De votre expérience, quelle est la place de la femme dirigeante en Corse dans un domaine comme le vôtre ?

Je reconnais que mon domaine d’activité est largement masculin, bien que le secteur du BTP commence à s’ouvrir et que de nombreuses femmes y travaillent désormais. En tant que femme, et qui plus est très jeune à l’époque en 2003 (âgée de 25 ans), j’ai dû prouver ma légitimité et mes compétences plus qu’un homme n’aurait eu à le faire à ma place. Cependant, grâce à ma nature sociable, j’ai réussi à développer un réseau professionnel comprenant des clients, des prescripteurs et des sous-traitants, ce qui m’a été très bénéfique.

De manière culturelle et/ou symbolique, la pierre et la lauze en particulier, qu’est-ce que cela représente pour vous ? 

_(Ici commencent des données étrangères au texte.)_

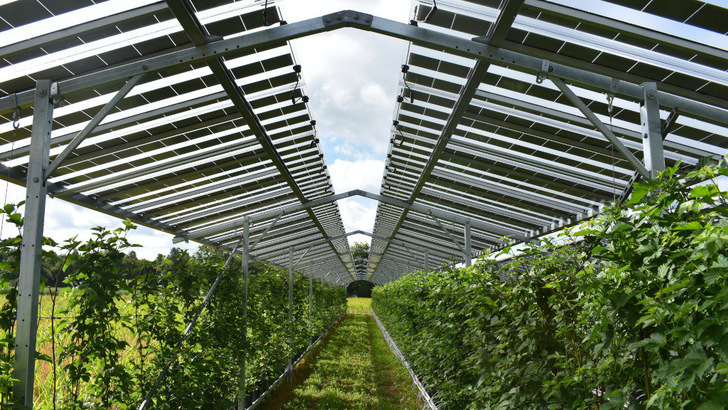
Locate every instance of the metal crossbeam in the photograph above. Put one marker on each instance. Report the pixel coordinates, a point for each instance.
(608, 134)
(30, 255)
(418, 35)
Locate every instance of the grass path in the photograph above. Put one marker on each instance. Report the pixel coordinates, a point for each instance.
(354, 370)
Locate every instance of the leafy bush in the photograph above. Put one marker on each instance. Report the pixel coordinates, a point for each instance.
(626, 310)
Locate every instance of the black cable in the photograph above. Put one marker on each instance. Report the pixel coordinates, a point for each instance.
(265, 13)
(405, 69)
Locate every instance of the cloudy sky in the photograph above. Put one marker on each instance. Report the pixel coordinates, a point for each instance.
(351, 77)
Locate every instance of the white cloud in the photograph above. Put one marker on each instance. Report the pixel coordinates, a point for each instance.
(64, 220)
(351, 76)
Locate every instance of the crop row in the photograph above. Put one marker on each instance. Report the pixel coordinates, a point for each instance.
(108, 337)
(627, 310)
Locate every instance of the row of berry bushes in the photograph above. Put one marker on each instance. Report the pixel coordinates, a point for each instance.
(629, 310)
(112, 331)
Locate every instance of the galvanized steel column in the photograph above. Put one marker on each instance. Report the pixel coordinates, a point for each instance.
(310, 309)
(30, 257)
(246, 265)
(290, 315)
(652, 130)
(427, 260)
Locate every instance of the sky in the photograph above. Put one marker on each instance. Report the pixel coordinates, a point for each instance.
(351, 77)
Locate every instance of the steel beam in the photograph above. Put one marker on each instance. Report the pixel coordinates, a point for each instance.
(246, 270)
(652, 130)
(290, 315)
(32, 246)
(468, 246)
(608, 134)
(418, 35)
(96, 120)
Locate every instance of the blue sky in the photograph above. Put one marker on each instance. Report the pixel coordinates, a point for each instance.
(352, 78)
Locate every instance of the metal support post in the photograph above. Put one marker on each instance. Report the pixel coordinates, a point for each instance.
(449, 235)
(30, 258)
(652, 130)
(246, 269)
(468, 250)
(290, 315)
(310, 309)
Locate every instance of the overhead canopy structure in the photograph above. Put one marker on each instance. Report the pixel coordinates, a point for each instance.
(515, 118)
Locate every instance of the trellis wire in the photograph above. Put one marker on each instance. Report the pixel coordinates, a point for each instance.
(189, 328)
(429, 403)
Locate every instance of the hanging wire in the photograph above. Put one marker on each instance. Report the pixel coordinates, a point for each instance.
(265, 13)
(405, 69)
(432, 11)
(16, 126)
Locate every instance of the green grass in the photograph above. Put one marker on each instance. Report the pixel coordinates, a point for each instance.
(358, 305)
(354, 370)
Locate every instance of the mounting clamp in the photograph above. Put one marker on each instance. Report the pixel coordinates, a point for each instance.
(544, 72)
(347, 18)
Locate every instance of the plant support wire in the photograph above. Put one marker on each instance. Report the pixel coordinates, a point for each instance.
(429, 403)
(189, 328)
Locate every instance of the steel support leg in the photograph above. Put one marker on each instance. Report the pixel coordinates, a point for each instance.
(468, 250)
(652, 130)
(30, 259)
(310, 308)
(246, 269)
(290, 315)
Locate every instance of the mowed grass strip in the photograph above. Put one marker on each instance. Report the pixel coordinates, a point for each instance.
(355, 370)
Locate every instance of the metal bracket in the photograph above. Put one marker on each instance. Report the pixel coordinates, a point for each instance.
(347, 17)
(545, 69)
(669, 122)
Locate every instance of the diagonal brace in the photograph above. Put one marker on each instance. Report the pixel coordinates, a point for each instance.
(452, 238)
(96, 120)
(608, 134)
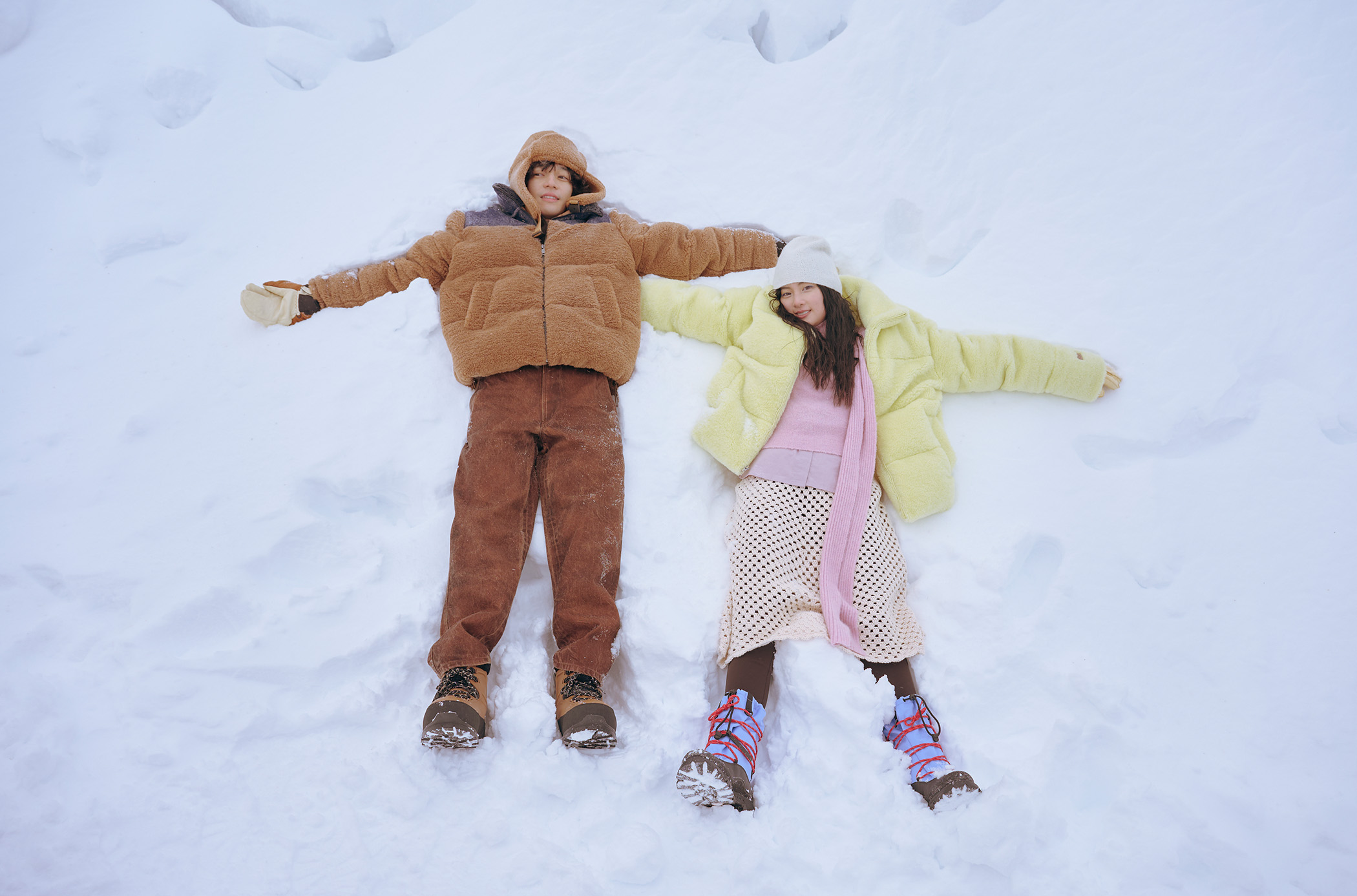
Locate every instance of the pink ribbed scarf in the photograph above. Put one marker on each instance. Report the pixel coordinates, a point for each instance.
(848, 514)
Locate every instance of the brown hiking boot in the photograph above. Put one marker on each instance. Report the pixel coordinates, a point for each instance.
(458, 713)
(582, 717)
(940, 787)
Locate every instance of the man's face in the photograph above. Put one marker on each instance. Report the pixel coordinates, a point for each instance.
(551, 188)
(805, 302)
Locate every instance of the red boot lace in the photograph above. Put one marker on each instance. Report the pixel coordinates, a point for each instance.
(921, 720)
(728, 739)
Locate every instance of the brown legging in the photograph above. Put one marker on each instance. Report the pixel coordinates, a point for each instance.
(752, 672)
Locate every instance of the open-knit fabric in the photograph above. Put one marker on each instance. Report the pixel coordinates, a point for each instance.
(775, 536)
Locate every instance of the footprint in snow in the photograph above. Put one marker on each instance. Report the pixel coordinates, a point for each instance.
(971, 11)
(16, 21)
(178, 96)
(1195, 432)
(1340, 430)
(784, 34)
(1033, 574)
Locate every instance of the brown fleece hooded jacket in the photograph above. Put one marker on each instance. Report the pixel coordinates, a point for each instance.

La Corse entretient un lien profond avec la pierre, à la fois comme élément naturel et comme symbole de son identité et de ses traditions. Les habitations traditionnelles corses sont souvent construites en pierre locale, ce qui leur confère une robustesse et une intégration parfaite dans le paysage. L’image de la pierre évoque également la force et la résilience du peuple corse, l’attachement aux traditions et à la terre.

Quel art de vivre ?

L’attachement de la Corse à la pierre ne se limite pas à son paysage ou à son architecture ; il s’agit véritablement d’un art de vivre, enraciné dans la culture et l’identité insulaire.